Embora a maioria dos indicadores esteja com perspectiva positiva, o economista do BTG acredita que o Banco Central terá de elevar a Selic para até 6% neste ano para ancorar as expectativas da inflação, que deve fechar este ano também perto de 6%, muito acima do centro da meta de 3,75%, diante da alta das commodities e dos efeito da seca sobre os preços de energia.
“O BC vai ter de ser um pouco mais agressivo nos juros”, diz o ex-secretário do Tesouro.
Um dos fatores que agravam o quadro inflacionário é o risco hídrico, à medida que a falta de água nos reservatórios leva o governo a ligar as usinas térmicas, encarecendo a energia. Para Mansueto, a ameaça da crise energética para a atividade é baixa, mas a inflação pode sentir efeitos no resto deste ano e também em 2022.
Outro risco para a economia é o da pandemia, que Mansueto espera estar controlada nos próximos meses com o avanço da vacinação. Um risco que não depende do Brasil é o de o Federal Reserve ter de aumentar os juros antes do previsto para conter a inflação, que também está pressionada nos Estados Unidos.
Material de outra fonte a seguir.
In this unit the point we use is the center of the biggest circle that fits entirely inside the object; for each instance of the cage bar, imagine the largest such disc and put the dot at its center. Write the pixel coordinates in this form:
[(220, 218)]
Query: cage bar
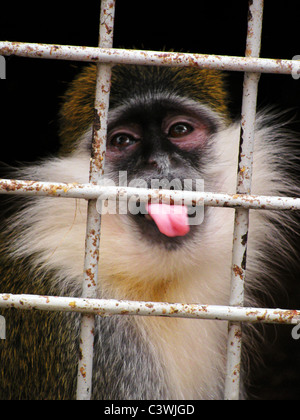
[(90, 283), (112, 307), (142, 57), (94, 192), (244, 182), (105, 56)]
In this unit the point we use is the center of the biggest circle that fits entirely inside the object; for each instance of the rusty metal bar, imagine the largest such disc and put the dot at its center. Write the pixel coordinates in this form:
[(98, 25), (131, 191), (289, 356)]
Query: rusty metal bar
[(122, 56), (244, 183), (94, 192), (111, 307), (90, 283)]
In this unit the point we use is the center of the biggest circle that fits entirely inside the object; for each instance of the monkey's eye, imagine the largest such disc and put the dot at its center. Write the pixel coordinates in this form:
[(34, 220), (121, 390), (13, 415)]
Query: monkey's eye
[(122, 140), (180, 130)]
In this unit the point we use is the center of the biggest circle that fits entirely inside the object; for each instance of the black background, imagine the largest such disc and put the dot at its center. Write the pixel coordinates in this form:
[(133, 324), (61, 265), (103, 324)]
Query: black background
[(31, 94), (30, 97)]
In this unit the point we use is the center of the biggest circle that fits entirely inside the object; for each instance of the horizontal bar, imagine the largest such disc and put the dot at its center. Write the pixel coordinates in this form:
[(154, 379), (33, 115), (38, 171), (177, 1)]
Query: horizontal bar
[(178, 310), (90, 192), (141, 57)]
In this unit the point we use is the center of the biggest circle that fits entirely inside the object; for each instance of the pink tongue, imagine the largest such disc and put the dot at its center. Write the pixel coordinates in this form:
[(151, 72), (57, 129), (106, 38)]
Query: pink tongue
[(172, 221)]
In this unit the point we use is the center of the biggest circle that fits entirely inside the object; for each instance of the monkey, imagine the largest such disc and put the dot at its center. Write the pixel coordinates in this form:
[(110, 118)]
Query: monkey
[(165, 123)]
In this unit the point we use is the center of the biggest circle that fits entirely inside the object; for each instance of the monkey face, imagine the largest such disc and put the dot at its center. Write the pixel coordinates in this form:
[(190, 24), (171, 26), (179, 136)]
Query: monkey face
[(161, 143)]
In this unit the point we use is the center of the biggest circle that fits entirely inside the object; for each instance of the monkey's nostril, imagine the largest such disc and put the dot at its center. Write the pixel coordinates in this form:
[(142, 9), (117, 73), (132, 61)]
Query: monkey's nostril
[(153, 163)]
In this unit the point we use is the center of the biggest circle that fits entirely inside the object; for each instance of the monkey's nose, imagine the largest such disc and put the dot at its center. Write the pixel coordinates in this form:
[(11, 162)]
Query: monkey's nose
[(153, 163)]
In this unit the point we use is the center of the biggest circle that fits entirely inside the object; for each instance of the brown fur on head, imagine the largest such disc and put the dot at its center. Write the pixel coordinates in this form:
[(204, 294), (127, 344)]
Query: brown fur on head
[(77, 111)]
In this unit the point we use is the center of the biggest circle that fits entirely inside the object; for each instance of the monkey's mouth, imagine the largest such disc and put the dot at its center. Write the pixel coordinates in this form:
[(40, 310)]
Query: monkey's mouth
[(170, 221)]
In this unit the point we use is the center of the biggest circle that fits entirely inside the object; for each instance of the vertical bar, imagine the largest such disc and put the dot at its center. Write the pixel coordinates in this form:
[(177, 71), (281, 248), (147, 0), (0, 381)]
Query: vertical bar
[(90, 282), (251, 80)]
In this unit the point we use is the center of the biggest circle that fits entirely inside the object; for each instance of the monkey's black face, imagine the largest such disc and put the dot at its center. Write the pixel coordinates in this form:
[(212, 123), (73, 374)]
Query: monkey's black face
[(161, 143)]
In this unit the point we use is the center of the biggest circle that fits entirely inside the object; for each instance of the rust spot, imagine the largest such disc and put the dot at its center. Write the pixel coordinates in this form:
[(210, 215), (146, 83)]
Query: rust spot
[(238, 271), (83, 372)]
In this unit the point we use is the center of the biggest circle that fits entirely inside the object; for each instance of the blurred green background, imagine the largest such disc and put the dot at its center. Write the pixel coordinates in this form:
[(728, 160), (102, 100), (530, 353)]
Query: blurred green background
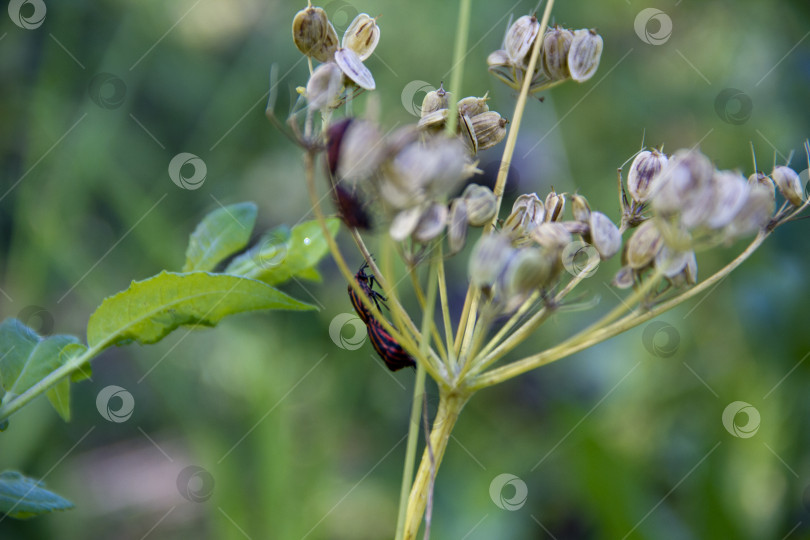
[(301, 439)]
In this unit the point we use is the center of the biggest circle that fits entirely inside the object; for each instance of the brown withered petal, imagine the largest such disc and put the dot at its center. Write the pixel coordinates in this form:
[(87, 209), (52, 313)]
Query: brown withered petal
[(325, 50), (584, 54), (362, 36), (309, 29), (643, 174), (472, 106), (457, 225), (787, 180), (481, 204), (489, 128), (353, 68), (434, 101), (431, 224), (324, 86), (605, 235), (730, 193), (642, 246), (555, 204), (404, 223), (556, 44), (520, 37)]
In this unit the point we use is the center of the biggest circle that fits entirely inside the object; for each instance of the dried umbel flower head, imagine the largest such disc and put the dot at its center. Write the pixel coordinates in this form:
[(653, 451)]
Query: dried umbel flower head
[(643, 174), (787, 180), (362, 36), (584, 54)]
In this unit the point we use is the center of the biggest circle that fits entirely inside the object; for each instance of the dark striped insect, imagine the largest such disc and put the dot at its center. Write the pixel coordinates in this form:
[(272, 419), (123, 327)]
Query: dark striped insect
[(389, 349)]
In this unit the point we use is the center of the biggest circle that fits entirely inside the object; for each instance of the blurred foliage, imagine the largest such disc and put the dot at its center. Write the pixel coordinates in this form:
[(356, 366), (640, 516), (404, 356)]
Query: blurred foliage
[(303, 439)]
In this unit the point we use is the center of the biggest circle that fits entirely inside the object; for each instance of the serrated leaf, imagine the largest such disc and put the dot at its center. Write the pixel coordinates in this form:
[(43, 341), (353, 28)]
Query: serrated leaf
[(221, 233), (150, 309), (275, 261), (22, 497), (26, 358)]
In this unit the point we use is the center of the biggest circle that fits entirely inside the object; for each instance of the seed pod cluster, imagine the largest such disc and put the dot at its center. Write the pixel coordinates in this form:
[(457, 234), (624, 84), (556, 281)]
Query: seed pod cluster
[(564, 54), (478, 127), (315, 36)]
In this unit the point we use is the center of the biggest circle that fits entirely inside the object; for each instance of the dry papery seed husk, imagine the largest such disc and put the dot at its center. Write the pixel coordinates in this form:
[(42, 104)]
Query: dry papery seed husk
[(362, 36)]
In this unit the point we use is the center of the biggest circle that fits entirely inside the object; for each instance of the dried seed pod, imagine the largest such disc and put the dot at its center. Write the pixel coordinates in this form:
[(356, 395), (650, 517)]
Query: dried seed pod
[(584, 54), (605, 235), (324, 86), (730, 193), (353, 68), (624, 278), (325, 50), (457, 225), (472, 106), (555, 204), (481, 204), (404, 223), (468, 135), (431, 224), (556, 44), (362, 36), (642, 246), (361, 151), (787, 180), (520, 37), (309, 29), (435, 100), (489, 128), (643, 174), (527, 213), (488, 258), (580, 208), (434, 120)]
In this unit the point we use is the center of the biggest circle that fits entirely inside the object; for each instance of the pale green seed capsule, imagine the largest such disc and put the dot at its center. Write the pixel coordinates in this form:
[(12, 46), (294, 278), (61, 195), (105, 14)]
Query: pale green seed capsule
[(362, 36)]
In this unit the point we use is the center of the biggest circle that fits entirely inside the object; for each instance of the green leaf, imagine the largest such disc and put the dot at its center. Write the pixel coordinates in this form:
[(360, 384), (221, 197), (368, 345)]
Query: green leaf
[(277, 257), (22, 497), (150, 309), (221, 233), (26, 358)]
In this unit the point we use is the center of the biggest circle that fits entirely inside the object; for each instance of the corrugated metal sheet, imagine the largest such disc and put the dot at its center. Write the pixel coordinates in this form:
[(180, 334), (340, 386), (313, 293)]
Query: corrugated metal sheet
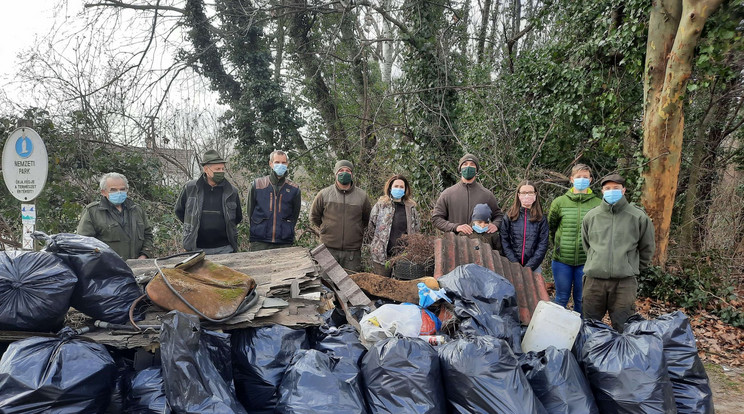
[(451, 251)]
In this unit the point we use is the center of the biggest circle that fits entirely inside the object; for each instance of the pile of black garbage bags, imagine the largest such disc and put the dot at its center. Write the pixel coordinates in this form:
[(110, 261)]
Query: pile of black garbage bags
[(652, 367), (38, 288)]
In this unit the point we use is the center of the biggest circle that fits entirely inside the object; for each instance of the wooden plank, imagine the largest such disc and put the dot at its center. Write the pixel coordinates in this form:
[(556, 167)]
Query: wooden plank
[(339, 277)]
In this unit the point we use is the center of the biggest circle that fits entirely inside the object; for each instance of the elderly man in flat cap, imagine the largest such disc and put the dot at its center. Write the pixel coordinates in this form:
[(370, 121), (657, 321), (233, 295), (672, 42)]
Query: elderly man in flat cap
[(209, 208), (618, 238), (454, 208), (341, 212)]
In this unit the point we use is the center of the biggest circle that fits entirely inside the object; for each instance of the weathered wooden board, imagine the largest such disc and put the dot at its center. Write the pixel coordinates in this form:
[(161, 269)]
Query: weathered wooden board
[(276, 272)]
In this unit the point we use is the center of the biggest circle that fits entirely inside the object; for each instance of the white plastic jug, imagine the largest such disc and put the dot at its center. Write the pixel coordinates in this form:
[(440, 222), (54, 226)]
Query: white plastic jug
[(551, 324)]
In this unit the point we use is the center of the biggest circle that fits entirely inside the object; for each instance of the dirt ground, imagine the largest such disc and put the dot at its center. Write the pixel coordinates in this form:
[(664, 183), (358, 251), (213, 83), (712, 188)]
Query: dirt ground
[(727, 384)]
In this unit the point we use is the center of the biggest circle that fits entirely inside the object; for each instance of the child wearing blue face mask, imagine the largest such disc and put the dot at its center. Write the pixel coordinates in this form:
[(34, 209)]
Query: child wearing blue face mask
[(564, 219), (524, 229), (480, 219)]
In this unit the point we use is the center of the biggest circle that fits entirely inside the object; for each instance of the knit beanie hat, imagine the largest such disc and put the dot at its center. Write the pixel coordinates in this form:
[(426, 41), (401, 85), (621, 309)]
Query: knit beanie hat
[(482, 212), (342, 163), (469, 157)]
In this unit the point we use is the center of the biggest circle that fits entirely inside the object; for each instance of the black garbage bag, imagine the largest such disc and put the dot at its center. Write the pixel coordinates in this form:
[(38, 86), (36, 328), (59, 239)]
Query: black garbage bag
[(316, 382), (193, 383), (35, 291), (477, 290), (587, 329), (58, 375), (260, 357), (686, 371), (558, 382), (121, 385), (482, 375), (147, 393), (218, 348), (106, 287), (494, 325), (628, 373), (402, 375), (342, 342)]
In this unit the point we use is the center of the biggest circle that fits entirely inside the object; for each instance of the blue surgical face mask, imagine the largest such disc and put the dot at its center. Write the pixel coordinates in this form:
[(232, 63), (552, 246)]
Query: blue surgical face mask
[(280, 169), (581, 184), (479, 229), (117, 197), (612, 196), (397, 193)]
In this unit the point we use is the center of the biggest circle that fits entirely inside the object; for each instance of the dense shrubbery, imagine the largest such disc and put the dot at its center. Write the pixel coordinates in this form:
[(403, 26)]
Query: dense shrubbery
[(698, 281)]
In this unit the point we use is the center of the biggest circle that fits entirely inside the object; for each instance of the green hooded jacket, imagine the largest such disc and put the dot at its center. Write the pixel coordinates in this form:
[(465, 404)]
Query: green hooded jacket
[(564, 219), (129, 238)]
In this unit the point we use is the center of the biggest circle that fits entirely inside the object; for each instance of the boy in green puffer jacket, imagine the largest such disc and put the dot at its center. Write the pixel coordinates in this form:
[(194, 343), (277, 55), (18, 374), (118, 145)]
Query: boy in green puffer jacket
[(564, 219)]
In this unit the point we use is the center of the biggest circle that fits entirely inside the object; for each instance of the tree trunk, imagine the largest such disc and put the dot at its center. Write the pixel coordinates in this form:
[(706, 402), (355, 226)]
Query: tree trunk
[(279, 59), (485, 17), (299, 29), (672, 38)]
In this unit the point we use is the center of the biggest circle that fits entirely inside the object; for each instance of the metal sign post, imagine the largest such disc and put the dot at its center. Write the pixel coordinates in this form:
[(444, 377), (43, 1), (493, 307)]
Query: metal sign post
[(25, 166)]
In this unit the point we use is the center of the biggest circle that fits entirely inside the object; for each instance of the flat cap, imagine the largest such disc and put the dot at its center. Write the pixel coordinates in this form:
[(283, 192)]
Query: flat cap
[(341, 164)]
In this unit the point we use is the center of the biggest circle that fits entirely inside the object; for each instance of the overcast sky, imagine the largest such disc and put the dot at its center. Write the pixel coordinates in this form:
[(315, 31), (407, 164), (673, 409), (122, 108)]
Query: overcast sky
[(23, 22)]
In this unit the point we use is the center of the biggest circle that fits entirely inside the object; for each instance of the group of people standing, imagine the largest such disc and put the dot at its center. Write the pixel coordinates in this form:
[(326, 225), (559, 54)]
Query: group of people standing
[(599, 244)]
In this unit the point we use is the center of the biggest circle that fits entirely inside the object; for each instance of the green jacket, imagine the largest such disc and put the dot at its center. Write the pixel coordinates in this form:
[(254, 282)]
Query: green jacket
[(342, 216), (129, 238), (564, 220), (618, 239)]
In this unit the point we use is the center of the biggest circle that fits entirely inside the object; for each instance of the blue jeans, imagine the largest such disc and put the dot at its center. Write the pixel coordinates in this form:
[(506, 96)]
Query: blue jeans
[(566, 277)]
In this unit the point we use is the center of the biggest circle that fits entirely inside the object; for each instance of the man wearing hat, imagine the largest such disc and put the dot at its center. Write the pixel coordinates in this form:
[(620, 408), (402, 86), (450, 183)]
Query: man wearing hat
[(209, 208), (618, 238), (341, 212), (274, 206), (455, 205)]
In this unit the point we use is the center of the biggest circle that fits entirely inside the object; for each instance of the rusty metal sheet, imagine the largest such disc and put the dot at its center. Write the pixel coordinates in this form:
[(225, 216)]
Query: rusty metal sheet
[(451, 251)]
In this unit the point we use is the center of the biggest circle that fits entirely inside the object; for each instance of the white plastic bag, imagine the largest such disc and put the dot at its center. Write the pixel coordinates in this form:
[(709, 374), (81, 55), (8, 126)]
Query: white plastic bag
[(389, 320)]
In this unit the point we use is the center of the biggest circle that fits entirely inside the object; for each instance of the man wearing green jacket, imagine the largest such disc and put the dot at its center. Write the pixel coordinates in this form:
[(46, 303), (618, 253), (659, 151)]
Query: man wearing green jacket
[(618, 238), (564, 220), (341, 213), (117, 220)]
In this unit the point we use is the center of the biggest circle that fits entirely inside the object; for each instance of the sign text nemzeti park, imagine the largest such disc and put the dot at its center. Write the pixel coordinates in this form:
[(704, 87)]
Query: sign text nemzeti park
[(25, 164)]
Se a mudança na política monetária americana for feita de maneira controlada, o Brasil poderá resistir sem grandes custos, segundo ele.
Um dos maiores desafios a ser enfrentado pelo Brasil e o mundo após a pandemia vai ser combater a desigualdade, que já era alta e ficou maior com a disseminação do coronavírus, diz Mansueto. Segundo ele, o trabalho remoto protegeu o emprego e a renda das classes média e alta, mas isso não ocorreu com a classe baixa, sobretudo as pessoas que trabalhavam na economia informal.
Os governos terão de promover ações para reintegrar milhões de trabalhadores ao mercado de trabalho, o que deve passar pelo treinamento de mão de obra para uma economia cujas transformações se aceleraram com a crise da covid. No caso do Brasil, uma das alternativas poderá ser fortalecer o Bolsa Família, que é um “programa barato”, segundo Mansueto.
“Estamos saindo dessa crise tão terrível com uma economia mais desigual. Se a agenda de reduzir a desigualdade já era importante antes, ficou ainda mais agora”, diz o economista do BTG.